There are two basic ways for these planters to transfer water from the reservoir to the above growing container, both of which rely on capillary action. Essentially, a plant's root system draws water from the reservoir and carries it upward through the cohesion of the water, and surface tension. Once it reaches the leaves, the water can be used for photosynthesis and other essential plant processes. These pots and planters use a twist-on operation to deliver water from a built-in reservoir, allowing you to water your plants by simply filling the tank up instead of having to monitor soil moisture and water it on demand.

In a self-watering system you will have the following designs:

  1. A 'wick' is placed inside the container, with one end in the water tank and the other in the potting soil. This can be a strip of capillary mat, a tubular absorbent plug or a thick wire. Basically, the wick draws water from the reservoir and redistributes it into the potting soil.
  2. Plant pots are designed with the inside of the water tank, placing the potting soil in direct contact with water. The water from the wet mix in this section is drawn into the rest of the grow tank by capillary action. This is the most popular design.

How to set it up

  1. Insert the parts into the container (follow the instructions for your particular self-watering system).
  2. Add any moist potting soil to the planter. Some companies sell specific mixes for self-watering containers, but any high-quality mix will work. It is important to moisten before placing in the growing tray. If you use dry potting soil, it won't work.
  3. Pack the moistened mix into the depression in the bottom of the pot (this is where moisture seeps into the soil/roots) OR if your system has a wick, secure one end (or both - read the instructions) in a water tank.
  4. Grow your favorite plants in containers. Do not compact the soil, but firm the plants so that they are well supported.
  5. Add water from above to remove air pockets and pack the roots down (add potting soil if needed). After this just pour it directly into the reservoir.
  6. Wait a moment for the water to seep through the potting soil into the tank. Then fill the tank.
  7. Fill the tank as needed when the water level is low. DO NOT let it dry. If so, water from above to ensure that all soil in the pot is thoroughly moistened before filling the container. Dry potting mix won't drain, so even if you fill the tank up, the plant won't get the moisture it needs.

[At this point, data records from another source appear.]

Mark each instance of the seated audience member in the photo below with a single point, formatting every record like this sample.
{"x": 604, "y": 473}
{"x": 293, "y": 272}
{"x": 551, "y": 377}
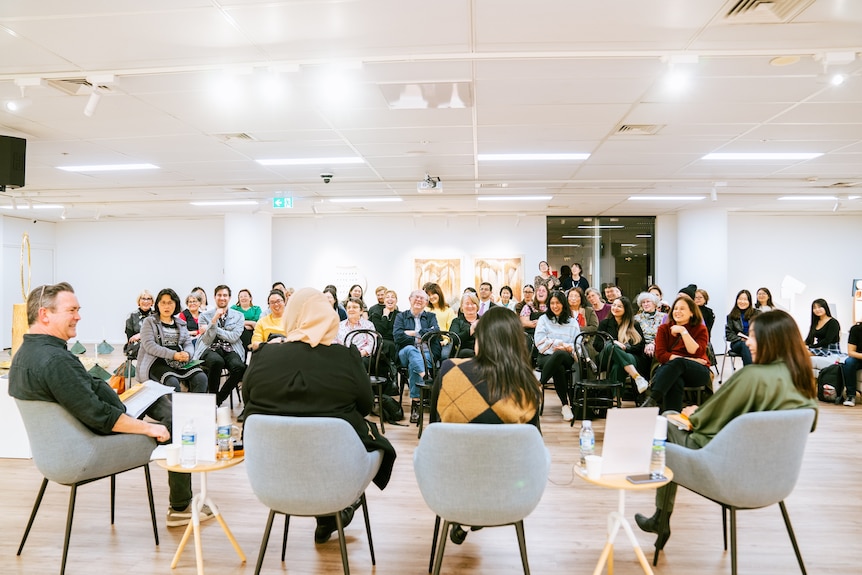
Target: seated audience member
{"x": 281, "y": 376}
{"x": 823, "y": 335}
{"x": 384, "y": 321}
{"x": 486, "y": 302}
{"x": 271, "y": 325}
{"x": 44, "y": 370}
{"x": 852, "y": 364}
{"x": 166, "y": 347}
{"x": 599, "y": 307}
{"x": 779, "y": 378}
{"x": 133, "y": 324}
{"x": 503, "y": 388}
{"x": 221, "y": 346}
{"x": 192, "y": 315}
{"x": 438, "y": 306}
{"x": 410, "y": 326}
{"x": 546, "y": 278}
{"x": 363, "y": 342}
{"x": 251, "y": 314}
{"x": 555, "y": 341}
{"x": 380, "y": 294}
{"x": 465, "y": 325}
{"x": 628, "y": 344}
{"x": 662, "y": 305}
{"x": 701, "y": 298}
{"x": 764, "y": 300}
{"x": 331, "y": 295}
{"x": 578, "y": 280}
{"x": 680, "y": 348}
{"x": 506, "y": 298}
{"x": 736, "y": 328}
{"x": 580, "y": 311}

What are the advantages of a self watering pot?

  • Convenience
  • Keep pests out
  • Easy maintenance
  • Less frequent watering
  • Prevent plant diseases
  • More efficient use of water
  • Improved plant health

    What are the disadvantages of a self watering pot?

    • Not suitable for all plants
    • Don't function well outside or in wet climates

      What plants are best suited to self watering pots?

      Houseplants that favor equitably soggy soil incorporate more modest, leafy plants like child's tears, spike greeneries, and coleus, as well as bigger meager leaved plants like boston greeneries, harmony lilies, and umbrella palms. Lettuces, spinach, and spices likewise well in self-watering pots.

        What plants are not suitable for self watering pots?

        Certain plants with shallow roots (think succulents like snake plants and desert flora) won't profit from being set in a self-watering grower since their foundations don't reach out far enough into soil to exploit narrow activity. Nonetheless, these plants additionally will more often than not be really sympathetic and require less water in any case. Most different plants (Bullene gauges a decent 89% of them) have profound enough roots to flourish in these holders.